Bonitão, Reeves circulava em restaurantes luxuosos onde pudesse fazer-se notado e, de preferência, conseguisse sair numa foto no jornal ao lado de alguém bem famoso - no que muitas vezes era bem-sucedido. Nessa estratégia de "papagaio de pirata", atraiu a atenção de Toni Mannix (Diane Lane), ninguém menos do que a mulher de um dos mais poderosos chefões de estúdio de Hollywood, no caso, Eddie Mannix (Bob Hoskins), do MGM.
O romance rende frutos. George ganha uma bela casa de sua amante e através dela abre alguns canais para alavancar sua carreira. Mas o que lhe dá realmente notoriedade é o papel de Super-Homem num seríado de TV, no qual a princípio ninguém apostava.
O sucesso tem sabor duvidoso, porém. Reeves sonha com uma carreira em filmes de primeira linha. Consegue ser escalado para um papel no que seria um clássico premiado de Fred Zinnemann, A Um Passo da Eternidade. Mas, nas sessões de teste junto ao público, ele é reconhecido como Super-Homem e alguns espectadores começam a rir.
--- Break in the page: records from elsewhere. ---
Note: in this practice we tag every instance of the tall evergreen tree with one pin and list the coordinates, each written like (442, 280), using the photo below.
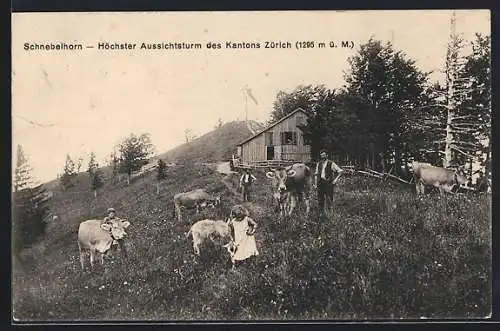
(95, 174)
(68, 174)
(29, 206)
(22, 176)
(161, 174)
(475, 105)
(392, 90)
(134, 153)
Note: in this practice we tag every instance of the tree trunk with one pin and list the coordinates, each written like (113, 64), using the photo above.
(451, 71)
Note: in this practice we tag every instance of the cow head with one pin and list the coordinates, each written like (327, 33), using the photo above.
(212, 204)
(460, 175)
(279, 177)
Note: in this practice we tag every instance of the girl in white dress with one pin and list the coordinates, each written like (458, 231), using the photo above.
(243, 229)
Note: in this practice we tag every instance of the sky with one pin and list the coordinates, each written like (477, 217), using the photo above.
(77, 102)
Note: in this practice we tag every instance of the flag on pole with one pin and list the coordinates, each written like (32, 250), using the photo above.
(248, 91)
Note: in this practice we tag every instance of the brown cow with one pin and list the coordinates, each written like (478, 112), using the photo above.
(425, 174)
(194, 199)
(208, 230)
(289, 184)
(98, 237)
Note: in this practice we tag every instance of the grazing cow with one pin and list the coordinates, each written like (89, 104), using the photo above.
(444, 179)
(194, 199)
(209, 230)
(289, 184)
(99, 237)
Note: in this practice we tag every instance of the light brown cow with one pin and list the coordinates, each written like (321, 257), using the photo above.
(208, 230)
(98, 237)
(289, 184)
(425, 174)
(194, 199)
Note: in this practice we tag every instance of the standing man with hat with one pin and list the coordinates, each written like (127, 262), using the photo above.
(325, 177)
(246, 181)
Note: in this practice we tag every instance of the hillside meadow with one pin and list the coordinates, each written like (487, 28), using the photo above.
(382, 253)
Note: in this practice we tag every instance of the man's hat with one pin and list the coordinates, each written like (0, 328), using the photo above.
(239, 211)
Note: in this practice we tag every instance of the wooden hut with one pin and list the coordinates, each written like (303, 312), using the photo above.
(280, 143)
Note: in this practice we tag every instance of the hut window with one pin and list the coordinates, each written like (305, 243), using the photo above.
(269, 138)
(289, 138)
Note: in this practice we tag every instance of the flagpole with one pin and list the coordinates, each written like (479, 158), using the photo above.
(246, 106)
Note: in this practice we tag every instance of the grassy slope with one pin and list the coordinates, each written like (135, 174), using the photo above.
(383, 253)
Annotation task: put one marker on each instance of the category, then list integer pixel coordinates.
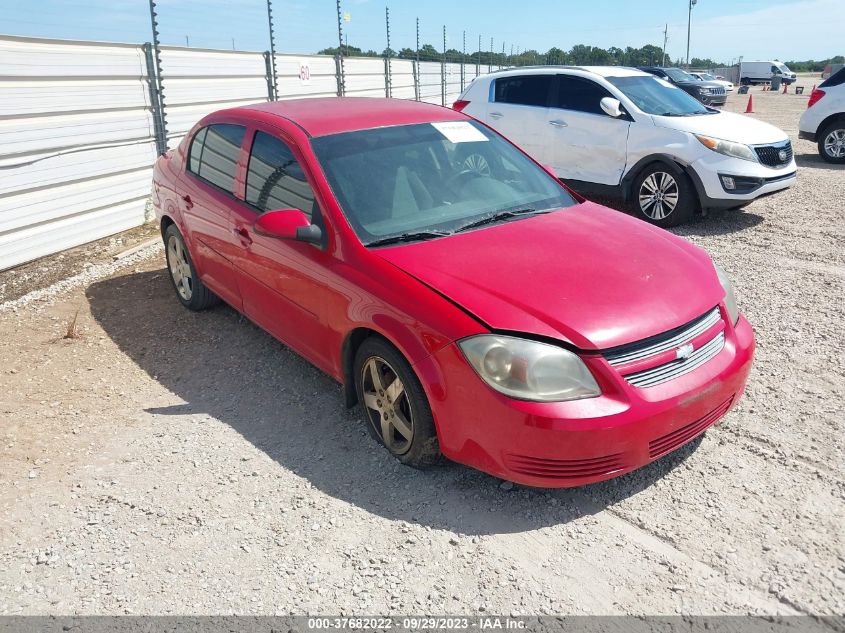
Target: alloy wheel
(834, 143)
(180, 269)
(658, 195)
(387, 405)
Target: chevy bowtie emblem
(684, 351)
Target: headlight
(529, 370)
(728, 148)
(730, 297)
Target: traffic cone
(750, 107)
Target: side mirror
(611, 107)
(288, 224)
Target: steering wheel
(462, 177)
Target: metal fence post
(341, 80)
(443, 71)
(155, 101)
(154, 71)
(272, 55)
(270, 75)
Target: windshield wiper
(499, 215)
(407, 237)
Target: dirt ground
(164, 462)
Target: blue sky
(721, 29)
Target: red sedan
(471, 303)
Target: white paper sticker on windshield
(459, 131)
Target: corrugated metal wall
(77, 136)
(76, 144)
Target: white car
(623, 132)
(823, 121)
(708, 77)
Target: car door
(588, 145)
(206, 190)
(518, 108)
(282, 282)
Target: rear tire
(664, 196)
(190, 291)
(397, 410)
(831, 142)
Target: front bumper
(566, 444)
(756, 180)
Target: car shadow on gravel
(223, 366)
(722, 222)
(816, 162)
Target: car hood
(726, 126)
(587, 275)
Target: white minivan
(762, 72)
(619, 131)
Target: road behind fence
(82, 122)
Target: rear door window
(581, 95)
(533, 90)
(275, 179)
(214, 154)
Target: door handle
(243, 235)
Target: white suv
(612, 130)
(823, 121)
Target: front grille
(663, 342)
(565, 468)
(676, 438)
(674, 339)
(769, 155)
(678, 368)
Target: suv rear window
(524, 90)
(836, 79)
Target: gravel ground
(160, 449)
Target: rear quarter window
(530, 90)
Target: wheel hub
(387, 405)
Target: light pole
(689, 24)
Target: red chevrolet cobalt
(466, 299)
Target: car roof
(333, 115)
(603, 71)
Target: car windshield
(678, 75)
(429, 179)
(655, 96)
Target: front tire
(664, 195)
(832, 142)
(190, 291)
(398, 414)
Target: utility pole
(689, 26)
(463, 62)
(478, 59)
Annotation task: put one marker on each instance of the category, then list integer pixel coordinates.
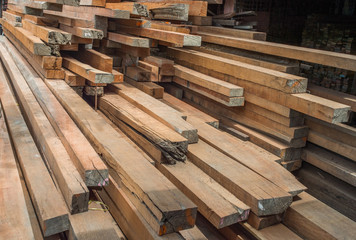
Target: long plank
(313, 219)
(333, 59)
(72, 186)
(277, 80)
(51, 212)
(93, 170)
(48, 34)
(329, 162)
(264, 197)
(208, 82)
(247, 154)
(128, 40)
(86, 71)
(158, 110)
(167, 36)
(308, 104)
(145, 182)
(214, 202)
(32, 43)
(196, 8)
(172, 145)
(14, 218)
(188, 110)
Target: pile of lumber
(85, 112)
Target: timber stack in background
(141, 120)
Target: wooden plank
(239, 180)
(263, 222)
(233, 32)
(51, 212)
(333, 95)
(138, 74)
(128, 40)
(48, 34)
(128, 217)
(217, 97)
(167, 36)
(311, 218)
(95, 224)
(14, 216)
(158, 110)
(95, 59)
(247, 155)
(149, 88)
(214, 202)
(86, 71)
(329, 189)
(188, 110)
(282, 150)
(71, 185)
(196, 8)
(89, 33)
(172, 145)
(208, 82)
(280, 81)
(136, 173)
(292, 69)
(73, 79)
(32, 43)
(332, 59)
(272, 232)
(335, 146)
(305, 103)
(91, 167)
(329, 162)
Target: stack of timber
(158, 167)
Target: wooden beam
(311, 218)
(332, 59)
(327, 110)
(86, 71)
(128, 40)
(71, 185)
(14, 216)
(32, 43)
(158, 110)
(249, 156)
(239, 180)
(167, 36)
(48, 34)
(149, 88)
(141, 178)
(196, 8)
(280, 81)
(171, 144)
(89, 33)
(91, 167)
(51, 212)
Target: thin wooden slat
(72, 186)
(167, 36)
(51, 212)
(136, 173)
(280, 81)
(14, 218)
(249, 157)
(239, 180)
(332, 59)
(156, 109)
(32, 43)
(313, 219)
(91, 167)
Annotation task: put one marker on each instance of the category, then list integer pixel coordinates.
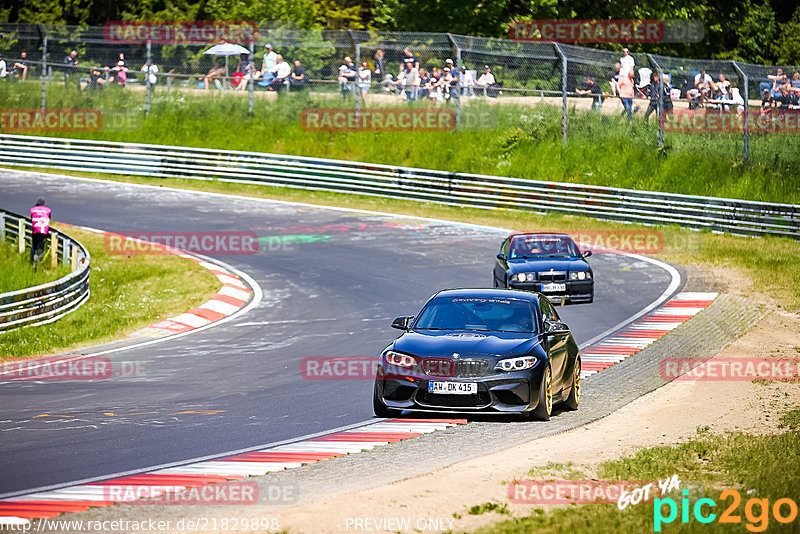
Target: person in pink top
(40, 219)
(626, 93)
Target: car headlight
(400, 360)
(516, 364)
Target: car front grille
(471, 368)
(552, 276)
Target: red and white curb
(234, 295)
(19, 510)
(644, 332)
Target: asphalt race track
(329, 290)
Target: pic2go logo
(756, 511)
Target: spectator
(40, 221)
(96, 79)
(409, 82)
(409, 58)
(614, 80)
(626, 63)
(452, 89)
(22, 64)
(70, 66)
(121, 72)
(248, 68)
(150, 73)
(364, 79)
(774, 82)
(347, 77)
(485, 80)
(593, 89)
(380, 68)
(626, 93)
(424, 84)
(298, 79)
(467, 83)
(282, 71)
(214, 73)
(267, 72)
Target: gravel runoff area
(708, 333)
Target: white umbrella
(226, 49)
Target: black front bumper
(507, 393)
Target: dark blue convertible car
(549, 263)
(480, 350)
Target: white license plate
(553, 287)
(453, 388)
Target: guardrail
(45, 303)
(733, 216)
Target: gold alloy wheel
(548, 384)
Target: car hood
(525, 265)
(444, 343)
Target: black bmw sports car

A reação teria provocado o corte da maioria de suas cenas no filme - uma versão, aliás, que o diretor Zinnemann sempre negou.
Hollywoodland investiga a história do mergulho do ator na decadência e no álcool depois de chegar a este impasse profissional e existencial usando a investigação da morte por um detetive, Lous Simo (Adrien Brody), que foi contratado pela mãe do ator (Lois Smith).
Na pele de Simo, atormentado por um casamento fracassado e problemas de dinheiro, Brody constrói mais uma performance honesta e repleta de nuances, especialmente a ironia melancólica que lhe cai tão bem.
O filme se revela, afinal, como um drama interessante sobre as incertezas da sorte e as ilusões de Hollywood.